There were some things I didn’t buy which meant I had to turn work away later on, but other things have been invaluable. The single best thing I bought was my wet vac hoover – everyone should buy one.
After four-and-a-half years working in A&E you learn how to stay calm in stressful situations. That has helped in this line of work too.
Since retraining, I’ve been out to houses with burst pipes and floating floors and I can stay outwardly calm on the surface, even if I’m burning up inside!

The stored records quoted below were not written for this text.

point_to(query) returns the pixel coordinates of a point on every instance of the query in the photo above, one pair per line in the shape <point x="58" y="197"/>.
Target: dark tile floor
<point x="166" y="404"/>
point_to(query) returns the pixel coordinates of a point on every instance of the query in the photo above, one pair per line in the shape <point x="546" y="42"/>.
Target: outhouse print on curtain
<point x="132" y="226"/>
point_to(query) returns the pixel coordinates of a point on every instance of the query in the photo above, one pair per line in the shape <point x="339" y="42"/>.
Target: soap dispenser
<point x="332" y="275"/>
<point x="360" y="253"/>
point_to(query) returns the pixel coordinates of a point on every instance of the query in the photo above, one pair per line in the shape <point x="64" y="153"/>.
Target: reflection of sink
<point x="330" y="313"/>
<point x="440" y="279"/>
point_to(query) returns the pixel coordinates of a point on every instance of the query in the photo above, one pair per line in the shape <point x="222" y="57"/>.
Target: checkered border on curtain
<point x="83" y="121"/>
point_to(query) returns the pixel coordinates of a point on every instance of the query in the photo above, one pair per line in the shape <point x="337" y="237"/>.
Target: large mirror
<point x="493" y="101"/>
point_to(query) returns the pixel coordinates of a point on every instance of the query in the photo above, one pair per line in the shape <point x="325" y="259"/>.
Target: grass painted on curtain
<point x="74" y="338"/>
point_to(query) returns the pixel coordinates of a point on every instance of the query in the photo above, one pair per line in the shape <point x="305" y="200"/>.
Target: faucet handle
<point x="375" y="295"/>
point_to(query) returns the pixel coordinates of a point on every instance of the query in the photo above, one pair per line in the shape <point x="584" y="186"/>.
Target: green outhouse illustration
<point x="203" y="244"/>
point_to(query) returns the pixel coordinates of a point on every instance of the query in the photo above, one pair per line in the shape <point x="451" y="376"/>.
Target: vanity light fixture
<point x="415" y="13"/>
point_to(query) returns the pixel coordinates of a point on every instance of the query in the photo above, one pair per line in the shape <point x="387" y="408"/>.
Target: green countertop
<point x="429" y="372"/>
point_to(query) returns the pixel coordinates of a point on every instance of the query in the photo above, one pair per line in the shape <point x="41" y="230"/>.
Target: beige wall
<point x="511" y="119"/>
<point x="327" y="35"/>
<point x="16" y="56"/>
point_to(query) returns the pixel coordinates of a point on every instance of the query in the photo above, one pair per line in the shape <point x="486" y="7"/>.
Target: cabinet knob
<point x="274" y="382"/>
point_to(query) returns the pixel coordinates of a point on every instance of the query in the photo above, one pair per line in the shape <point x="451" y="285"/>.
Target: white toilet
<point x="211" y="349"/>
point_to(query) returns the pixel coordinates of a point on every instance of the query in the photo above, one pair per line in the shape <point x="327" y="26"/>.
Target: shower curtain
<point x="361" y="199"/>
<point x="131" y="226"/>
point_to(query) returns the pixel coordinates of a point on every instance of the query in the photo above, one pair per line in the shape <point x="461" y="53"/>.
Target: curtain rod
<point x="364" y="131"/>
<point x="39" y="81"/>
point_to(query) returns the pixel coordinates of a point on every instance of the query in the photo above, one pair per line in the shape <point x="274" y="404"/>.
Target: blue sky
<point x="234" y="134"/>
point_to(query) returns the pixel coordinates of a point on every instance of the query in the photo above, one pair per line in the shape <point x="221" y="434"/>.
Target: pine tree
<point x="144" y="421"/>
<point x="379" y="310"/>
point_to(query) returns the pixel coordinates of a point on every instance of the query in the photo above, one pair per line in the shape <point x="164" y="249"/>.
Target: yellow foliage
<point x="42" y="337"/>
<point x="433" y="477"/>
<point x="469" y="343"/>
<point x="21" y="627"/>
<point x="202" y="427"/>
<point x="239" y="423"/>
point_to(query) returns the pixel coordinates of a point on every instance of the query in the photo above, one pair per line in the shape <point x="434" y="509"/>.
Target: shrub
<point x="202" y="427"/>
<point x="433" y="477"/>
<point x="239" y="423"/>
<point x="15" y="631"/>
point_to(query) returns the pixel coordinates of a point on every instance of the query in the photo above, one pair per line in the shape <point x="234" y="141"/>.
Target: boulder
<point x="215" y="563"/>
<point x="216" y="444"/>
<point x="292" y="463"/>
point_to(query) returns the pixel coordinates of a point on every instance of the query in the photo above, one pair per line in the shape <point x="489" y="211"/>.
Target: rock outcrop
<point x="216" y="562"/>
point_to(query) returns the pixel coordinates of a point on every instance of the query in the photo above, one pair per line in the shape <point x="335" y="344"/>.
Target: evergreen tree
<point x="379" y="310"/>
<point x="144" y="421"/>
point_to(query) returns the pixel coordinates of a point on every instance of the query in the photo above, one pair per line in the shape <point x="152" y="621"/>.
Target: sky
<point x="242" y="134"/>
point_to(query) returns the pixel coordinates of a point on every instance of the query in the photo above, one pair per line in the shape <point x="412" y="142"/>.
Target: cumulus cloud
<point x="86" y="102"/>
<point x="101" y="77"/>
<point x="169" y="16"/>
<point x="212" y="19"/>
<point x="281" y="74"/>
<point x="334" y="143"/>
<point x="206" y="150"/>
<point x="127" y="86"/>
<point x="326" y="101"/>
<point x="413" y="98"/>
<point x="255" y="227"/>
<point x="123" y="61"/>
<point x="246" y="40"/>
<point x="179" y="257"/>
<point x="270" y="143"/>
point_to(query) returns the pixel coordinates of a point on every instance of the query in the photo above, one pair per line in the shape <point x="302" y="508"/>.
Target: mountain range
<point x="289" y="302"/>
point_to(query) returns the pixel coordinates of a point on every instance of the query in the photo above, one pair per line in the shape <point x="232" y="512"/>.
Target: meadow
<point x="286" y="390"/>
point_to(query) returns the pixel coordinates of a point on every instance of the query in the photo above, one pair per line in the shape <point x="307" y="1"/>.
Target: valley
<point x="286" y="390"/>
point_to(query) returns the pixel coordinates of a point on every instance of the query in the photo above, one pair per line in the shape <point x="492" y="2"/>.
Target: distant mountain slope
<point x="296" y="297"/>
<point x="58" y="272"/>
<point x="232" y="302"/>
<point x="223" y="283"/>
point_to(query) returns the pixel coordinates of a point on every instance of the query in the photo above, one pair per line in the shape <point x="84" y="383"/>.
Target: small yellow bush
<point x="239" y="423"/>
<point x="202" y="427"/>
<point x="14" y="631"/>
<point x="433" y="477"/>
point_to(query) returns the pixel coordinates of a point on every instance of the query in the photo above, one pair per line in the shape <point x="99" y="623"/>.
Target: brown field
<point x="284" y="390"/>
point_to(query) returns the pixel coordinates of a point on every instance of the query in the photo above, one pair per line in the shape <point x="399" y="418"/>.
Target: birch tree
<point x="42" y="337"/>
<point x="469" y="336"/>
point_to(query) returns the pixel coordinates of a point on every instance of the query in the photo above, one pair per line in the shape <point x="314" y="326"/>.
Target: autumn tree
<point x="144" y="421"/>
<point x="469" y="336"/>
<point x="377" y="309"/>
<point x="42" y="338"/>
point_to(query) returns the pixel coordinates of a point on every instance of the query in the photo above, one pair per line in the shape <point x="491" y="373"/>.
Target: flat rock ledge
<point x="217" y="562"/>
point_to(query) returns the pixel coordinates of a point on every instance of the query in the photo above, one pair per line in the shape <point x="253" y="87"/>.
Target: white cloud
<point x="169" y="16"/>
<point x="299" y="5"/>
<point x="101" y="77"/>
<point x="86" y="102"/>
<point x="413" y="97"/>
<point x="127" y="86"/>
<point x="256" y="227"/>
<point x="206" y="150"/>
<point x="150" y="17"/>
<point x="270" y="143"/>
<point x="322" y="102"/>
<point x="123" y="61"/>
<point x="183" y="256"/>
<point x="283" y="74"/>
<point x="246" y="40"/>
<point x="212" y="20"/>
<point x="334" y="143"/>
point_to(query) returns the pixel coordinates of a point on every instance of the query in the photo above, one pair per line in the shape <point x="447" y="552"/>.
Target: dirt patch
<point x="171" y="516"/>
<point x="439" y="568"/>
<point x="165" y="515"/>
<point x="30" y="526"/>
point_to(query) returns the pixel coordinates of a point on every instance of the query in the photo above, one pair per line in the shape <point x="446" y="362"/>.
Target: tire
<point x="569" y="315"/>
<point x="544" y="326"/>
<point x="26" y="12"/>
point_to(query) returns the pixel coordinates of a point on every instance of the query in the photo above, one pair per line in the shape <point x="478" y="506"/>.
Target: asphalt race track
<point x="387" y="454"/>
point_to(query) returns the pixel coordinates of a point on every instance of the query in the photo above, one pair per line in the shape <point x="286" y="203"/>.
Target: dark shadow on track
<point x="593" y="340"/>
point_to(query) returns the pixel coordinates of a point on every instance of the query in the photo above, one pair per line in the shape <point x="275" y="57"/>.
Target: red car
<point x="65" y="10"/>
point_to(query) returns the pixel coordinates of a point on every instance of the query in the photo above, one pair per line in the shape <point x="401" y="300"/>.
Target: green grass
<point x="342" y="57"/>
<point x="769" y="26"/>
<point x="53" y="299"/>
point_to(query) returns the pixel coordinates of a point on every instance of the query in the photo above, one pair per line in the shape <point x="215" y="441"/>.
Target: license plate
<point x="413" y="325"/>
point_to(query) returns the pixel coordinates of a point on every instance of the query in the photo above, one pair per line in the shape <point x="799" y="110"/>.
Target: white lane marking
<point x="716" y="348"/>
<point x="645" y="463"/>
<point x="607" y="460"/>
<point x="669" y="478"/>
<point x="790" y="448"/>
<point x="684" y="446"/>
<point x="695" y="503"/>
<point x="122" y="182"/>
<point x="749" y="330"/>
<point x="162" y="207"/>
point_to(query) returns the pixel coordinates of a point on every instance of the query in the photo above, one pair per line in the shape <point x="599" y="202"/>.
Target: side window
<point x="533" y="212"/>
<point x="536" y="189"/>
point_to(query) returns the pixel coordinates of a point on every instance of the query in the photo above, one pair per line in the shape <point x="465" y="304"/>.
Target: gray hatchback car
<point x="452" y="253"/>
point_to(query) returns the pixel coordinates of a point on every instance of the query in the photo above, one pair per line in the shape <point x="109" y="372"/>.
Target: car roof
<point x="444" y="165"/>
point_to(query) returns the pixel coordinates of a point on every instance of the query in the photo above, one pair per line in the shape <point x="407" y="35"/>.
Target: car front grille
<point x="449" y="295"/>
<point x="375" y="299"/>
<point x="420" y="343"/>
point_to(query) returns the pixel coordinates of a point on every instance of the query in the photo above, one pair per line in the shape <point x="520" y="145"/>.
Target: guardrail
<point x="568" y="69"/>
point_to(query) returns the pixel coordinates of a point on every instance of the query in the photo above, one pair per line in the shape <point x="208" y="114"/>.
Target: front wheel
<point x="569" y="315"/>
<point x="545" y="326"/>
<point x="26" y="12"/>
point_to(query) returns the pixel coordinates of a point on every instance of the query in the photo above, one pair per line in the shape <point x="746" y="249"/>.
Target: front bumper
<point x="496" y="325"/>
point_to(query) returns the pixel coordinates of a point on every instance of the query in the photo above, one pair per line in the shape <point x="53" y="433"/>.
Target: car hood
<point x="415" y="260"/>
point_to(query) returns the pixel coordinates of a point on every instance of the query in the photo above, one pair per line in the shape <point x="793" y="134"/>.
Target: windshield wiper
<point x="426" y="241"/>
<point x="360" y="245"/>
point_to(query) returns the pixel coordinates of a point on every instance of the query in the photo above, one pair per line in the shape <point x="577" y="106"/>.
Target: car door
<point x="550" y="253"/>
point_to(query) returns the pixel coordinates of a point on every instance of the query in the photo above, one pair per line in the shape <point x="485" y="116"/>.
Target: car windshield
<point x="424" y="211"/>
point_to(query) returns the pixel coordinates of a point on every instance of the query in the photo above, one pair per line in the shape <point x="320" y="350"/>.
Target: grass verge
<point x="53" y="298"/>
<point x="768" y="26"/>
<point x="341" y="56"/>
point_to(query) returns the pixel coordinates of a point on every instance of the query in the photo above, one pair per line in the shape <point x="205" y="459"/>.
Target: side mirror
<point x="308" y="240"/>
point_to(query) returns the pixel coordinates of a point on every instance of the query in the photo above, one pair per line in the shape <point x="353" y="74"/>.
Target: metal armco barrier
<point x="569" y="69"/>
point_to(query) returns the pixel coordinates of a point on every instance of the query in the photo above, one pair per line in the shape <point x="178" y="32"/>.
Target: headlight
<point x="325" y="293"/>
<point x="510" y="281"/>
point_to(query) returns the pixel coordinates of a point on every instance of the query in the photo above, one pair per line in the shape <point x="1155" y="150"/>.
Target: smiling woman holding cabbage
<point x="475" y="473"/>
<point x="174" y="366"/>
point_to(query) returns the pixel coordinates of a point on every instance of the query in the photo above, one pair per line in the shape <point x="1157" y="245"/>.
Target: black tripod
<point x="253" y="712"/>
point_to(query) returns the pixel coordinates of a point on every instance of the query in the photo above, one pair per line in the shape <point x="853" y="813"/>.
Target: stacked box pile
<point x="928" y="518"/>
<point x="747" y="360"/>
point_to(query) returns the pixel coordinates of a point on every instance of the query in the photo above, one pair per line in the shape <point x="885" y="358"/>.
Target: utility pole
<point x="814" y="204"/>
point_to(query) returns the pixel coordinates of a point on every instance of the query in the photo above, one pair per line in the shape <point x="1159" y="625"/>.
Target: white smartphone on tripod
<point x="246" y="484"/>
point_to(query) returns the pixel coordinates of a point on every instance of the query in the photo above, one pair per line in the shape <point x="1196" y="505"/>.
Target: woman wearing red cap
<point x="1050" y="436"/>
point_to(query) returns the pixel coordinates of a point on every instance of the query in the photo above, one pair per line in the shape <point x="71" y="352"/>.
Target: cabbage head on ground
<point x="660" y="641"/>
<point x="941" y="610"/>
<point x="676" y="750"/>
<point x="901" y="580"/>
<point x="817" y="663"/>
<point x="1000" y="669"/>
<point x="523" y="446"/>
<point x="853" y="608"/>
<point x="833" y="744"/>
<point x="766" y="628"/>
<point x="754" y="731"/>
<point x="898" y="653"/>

If you can be a calm, safe pair of hands for your customers during their worst moments then they’ll really value what you do.
The single most important part of my successful switch to plumbing has been communication. My hospital background taught me the importance of being honest with people and letting them know what’s happening all the way through.
Talk to your customers, don’t leave them in the dark and don’t let them down. And if something goes wrong with a job after you’ve finished, go back and sort it, don’t fob them off.
I’ve managed to line up a few different places where I get my leads from now. Checkatrade works really well, and I’ve got a small stand in a bathroom showroom in Andover that brings in customers too.
I’ve also diversified from basic plumbing into demonstrating and installing water softeners with Dualflo. Water softeners have proved to be a great extra source of revenue for me in the first year. I always end up talking to my customers about them and, because I’ve got my demo kit in the van, it’s easy to show them the benefits.
You’ve got to want to do it. So, before changing careers, be sure to ask yourself, why?
I’m 54, and in a few years’ time I plan to either be living in France near Lake Annecy with my wife, who’s helped through it all, or be back at college, teaching other people how to get their start in the profession.